As interviews begin for one of the biggest jobs in public life, the candidates must surely expect to be asked what they thought of the Diamond Jubilee coverage as a whole - and the river pageant in particular - and how well the BBC responded to its critics.
Some believe such questions go to the heart of the director general's job. The BBC is publicly funded and publicly accountable. Its director general must expect the corporation to be judged on the way it covers huge public events such as the Diamond Jubilee, and to be taken to task if people think it gets it wrong. They must also expect that debate to be aired not just in the press (which is often hostile to the BBC) but on the corporation's own programmes.
On Radio 4's Today programme last week, Evan Davis summed up the main criticism of the river pageant coverage: "The BBC opted not to give it the Dimbleby treatment, but to make it more of a One Show-type event - leading many to think it was too light, with too little about the ships themselves."
No-one from the BBC would take part in the discussion which followed. The director general Mark Thompson praised the output in an email to staff, but the corporation later acknowledged that "not every aspect of our coverage was to everyone's taste".
Dan Sabbagh in the Guardian was not impressed by the BBC's response. "In this situation, it is easy to argue that the BBC cannot win. But it is the corporation's attitude to the inevitable criticism that is often as important: on this occasion, the BBC has been slow to defend itself, reluctant to admit any error at all, while would-be leaders are nowhere to be seen."
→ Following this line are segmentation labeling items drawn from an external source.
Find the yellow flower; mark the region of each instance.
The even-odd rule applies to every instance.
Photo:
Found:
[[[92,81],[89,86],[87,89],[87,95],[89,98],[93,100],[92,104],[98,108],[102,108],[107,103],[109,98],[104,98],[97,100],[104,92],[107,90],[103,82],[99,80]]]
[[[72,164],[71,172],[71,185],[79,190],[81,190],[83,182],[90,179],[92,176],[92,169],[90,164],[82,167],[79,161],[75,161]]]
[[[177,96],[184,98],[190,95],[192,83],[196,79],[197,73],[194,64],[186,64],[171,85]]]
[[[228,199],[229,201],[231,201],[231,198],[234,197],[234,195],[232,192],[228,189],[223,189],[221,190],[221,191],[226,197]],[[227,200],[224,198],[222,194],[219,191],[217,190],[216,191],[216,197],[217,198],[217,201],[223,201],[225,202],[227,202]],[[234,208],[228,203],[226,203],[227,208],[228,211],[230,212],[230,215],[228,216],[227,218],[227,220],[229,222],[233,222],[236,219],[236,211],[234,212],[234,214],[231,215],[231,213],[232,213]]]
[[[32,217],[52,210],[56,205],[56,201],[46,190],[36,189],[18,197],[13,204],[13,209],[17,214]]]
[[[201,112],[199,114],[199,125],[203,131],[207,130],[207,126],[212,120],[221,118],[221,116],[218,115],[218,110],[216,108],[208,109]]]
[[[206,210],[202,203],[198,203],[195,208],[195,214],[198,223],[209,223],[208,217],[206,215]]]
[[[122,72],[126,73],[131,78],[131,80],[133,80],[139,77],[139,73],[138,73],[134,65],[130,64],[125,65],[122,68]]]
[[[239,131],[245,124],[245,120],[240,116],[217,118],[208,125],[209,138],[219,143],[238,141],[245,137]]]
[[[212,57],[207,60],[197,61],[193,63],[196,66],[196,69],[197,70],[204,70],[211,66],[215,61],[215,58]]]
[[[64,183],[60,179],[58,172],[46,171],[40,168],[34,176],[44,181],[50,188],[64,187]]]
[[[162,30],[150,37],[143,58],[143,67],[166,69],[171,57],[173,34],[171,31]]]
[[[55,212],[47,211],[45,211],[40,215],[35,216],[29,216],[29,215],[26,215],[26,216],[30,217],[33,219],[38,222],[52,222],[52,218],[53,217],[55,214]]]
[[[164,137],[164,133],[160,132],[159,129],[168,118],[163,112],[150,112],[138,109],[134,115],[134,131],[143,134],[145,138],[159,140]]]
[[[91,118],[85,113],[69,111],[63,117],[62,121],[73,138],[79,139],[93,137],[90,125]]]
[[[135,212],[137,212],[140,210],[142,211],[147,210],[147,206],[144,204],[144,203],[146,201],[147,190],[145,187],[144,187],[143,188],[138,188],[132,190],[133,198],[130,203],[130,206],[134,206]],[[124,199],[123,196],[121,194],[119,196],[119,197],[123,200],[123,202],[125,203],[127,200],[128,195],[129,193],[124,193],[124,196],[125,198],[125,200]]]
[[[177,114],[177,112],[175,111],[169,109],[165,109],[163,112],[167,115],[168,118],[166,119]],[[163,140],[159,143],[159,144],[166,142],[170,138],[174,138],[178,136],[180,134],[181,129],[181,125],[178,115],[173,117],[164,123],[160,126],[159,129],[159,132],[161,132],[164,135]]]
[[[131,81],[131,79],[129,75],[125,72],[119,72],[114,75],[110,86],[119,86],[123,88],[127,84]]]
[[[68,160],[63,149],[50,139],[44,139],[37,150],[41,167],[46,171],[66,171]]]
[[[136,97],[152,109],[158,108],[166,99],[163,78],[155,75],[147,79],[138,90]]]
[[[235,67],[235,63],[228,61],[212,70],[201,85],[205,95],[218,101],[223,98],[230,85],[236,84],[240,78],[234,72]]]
So what impact, if any, will this have on the choice of the next director general?
According to The Times, it has "blown the race wide open", damaging the chances of those candidates associated with the programme and those with limited editorial experience.
But the Observer quotes the former BBC chairman Sir Christopher Bland as saying: "The idea that it should have any bearing on who should be the next director general is laughable. We are not talking about appointing a football manager. No single programme can ever decide who becomes the next director general."
Even so, when the candidates are interviewed by the BBC chairman Lord Patten and other members of the BBC Trust, it would be surprising if they weren't asked for their assessment of the weekend's output. If not, it would be a pretty big elephant in the room, a looming presence not addressed. And the question gives the candidates a good chance to describe their vision for the BBC - and how it should respond to licence-payers if significant coverage is judged to have gone wrong.
The BBC has an army of talent it can deploy on occasions such as the Diamond Jubilee weekend. Some critics said the pageant cried out to be covered by the Dimblebys, David and Jonathan, others that it needed historians such as Dan Snow, or father Peter. Where were Andrew Marr, John Simpson and Nick Robinson, asked some journalists?
Others point out that the BBC must serve the whole UK population, reflecting the views and interests of people of all ages, backgrounds and parts of the country. They say it can be popular and entertaining, without dumbing down, as it has demonstrated in its award-winning science, drama and history programming.
There's a natural tension at the BBC, as Neil Midgley pointed out in the Daily Telegraph, "between entertainment and news, between serious and showbiz, and between grey hair and blonde..."
The BBC Trust needs to know how the next director general would handle that tension.